While Vim’s core is very stable, problems can come about when extending the editor with plugins, particularly if there are a high number of them or if they’re buggy or not very well written. While Vim offers a number of ways to keep scripts’ behaviours isolated from one another, it may happen that you find Vim behaving in an unexpected way that you can’t quite pin down. There are a few very good approaches to figuring this out.
List your scripts
First of all, it helps to get a handle on what exactly you’ve got loaded during
your Vim sessions. You can do this with the :scriptnames
command:
:scriptnames
1: /usr/share/vim/vimrc
2: /usr/share/vim/vim73/debian.vim
3: ~/.vimrc
4: ~/.dotfiles/vim/autoload/pathogen.vim
...
This list appears in the order in which the files were loaded, which might give you a starting point for figuring out where the problem lies.
Update your plugins
Check the documentation, release logs, known problems, and in particular the website of your chosen plugins to see if there are any recent updates to them.
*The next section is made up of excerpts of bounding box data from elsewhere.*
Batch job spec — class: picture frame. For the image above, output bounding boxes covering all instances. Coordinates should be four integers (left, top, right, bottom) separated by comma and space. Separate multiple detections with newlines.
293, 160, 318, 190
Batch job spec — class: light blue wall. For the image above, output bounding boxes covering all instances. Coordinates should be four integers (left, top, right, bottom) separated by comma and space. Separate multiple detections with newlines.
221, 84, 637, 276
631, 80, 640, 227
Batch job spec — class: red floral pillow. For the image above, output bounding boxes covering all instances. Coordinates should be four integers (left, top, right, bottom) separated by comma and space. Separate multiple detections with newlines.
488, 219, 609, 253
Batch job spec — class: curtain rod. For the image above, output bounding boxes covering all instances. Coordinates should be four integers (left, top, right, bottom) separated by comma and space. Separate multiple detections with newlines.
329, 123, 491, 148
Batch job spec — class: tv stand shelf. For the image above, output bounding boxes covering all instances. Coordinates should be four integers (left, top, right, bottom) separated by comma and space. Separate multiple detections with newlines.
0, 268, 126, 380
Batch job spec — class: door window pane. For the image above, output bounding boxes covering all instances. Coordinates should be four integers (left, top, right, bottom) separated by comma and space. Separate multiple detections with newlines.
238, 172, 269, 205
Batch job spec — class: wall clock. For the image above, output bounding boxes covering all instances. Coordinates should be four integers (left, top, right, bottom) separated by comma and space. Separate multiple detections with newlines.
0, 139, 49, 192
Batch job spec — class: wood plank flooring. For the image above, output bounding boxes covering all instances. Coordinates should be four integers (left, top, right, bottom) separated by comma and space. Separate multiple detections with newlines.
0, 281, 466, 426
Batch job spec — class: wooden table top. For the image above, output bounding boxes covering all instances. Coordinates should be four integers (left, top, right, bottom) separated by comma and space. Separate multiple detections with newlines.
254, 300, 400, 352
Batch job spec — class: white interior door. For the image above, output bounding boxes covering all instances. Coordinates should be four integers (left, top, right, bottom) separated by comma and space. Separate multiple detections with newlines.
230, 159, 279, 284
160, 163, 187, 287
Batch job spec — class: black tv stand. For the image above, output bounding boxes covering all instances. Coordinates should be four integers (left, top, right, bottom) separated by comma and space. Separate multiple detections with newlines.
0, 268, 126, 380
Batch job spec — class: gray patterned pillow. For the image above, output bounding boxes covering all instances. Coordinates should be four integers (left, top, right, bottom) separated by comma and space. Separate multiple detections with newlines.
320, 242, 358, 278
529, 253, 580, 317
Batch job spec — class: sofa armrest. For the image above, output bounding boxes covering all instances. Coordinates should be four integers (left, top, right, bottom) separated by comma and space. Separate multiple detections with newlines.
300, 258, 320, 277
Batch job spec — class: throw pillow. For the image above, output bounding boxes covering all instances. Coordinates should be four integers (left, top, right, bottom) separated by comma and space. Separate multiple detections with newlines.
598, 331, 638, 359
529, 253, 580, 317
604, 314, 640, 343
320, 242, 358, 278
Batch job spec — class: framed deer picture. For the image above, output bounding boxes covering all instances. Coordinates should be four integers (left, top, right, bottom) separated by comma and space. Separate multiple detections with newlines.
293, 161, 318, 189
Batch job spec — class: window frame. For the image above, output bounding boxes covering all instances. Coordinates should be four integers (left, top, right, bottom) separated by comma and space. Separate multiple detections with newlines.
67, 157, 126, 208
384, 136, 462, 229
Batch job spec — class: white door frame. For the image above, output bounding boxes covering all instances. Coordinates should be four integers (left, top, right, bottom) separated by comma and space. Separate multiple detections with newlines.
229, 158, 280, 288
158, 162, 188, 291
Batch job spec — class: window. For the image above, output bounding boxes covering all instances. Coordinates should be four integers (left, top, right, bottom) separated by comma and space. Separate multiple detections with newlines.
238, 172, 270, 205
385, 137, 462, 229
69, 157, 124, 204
If they’re hosted on GitHub, pull down the most recent versions.
Start with no plugins
You can start Vim with no plugins, in a pristine state that doesn’t source any
vimrc
files from your system or home directories, to figure out if the
behaviour you’re observing still occurs with no plugins at all installed. This
is done by calling Vim with the -u
and -U
options, which normally specify
the path to a custom location for vimrc
and gvimrc
files respectively, with
the special parameter of NONE
:
$ vim -u NONE -U NONE
Vim will open and you’ll see the usual blue tildes for opening a line and Vim’s opening splash screen, having completely ignored your laborious setup.
This done, you can source plugins individually until you notice the problem starts happening, by a process of elimination:
:so plugin/fugitive.vim
:so plugin/unimpaired.vim
:so plugin/badplugin.vim
Profile startup time
If Vim was compiled with the +startuptime
feature, you can also pass the
--startuptime
flag to it with a filename argument, and it will save a verbose
log of its startup procedure to that file for you to inspect:
$ vim +q --startuptime startuptime.txt
$ vim startuptime.txt
There’s way more information in here than you’re ever likely to need, but in the case of a buggy setup or unacceptably slow startup time, it’s very useful for diagnosing the bottleneck in your setup.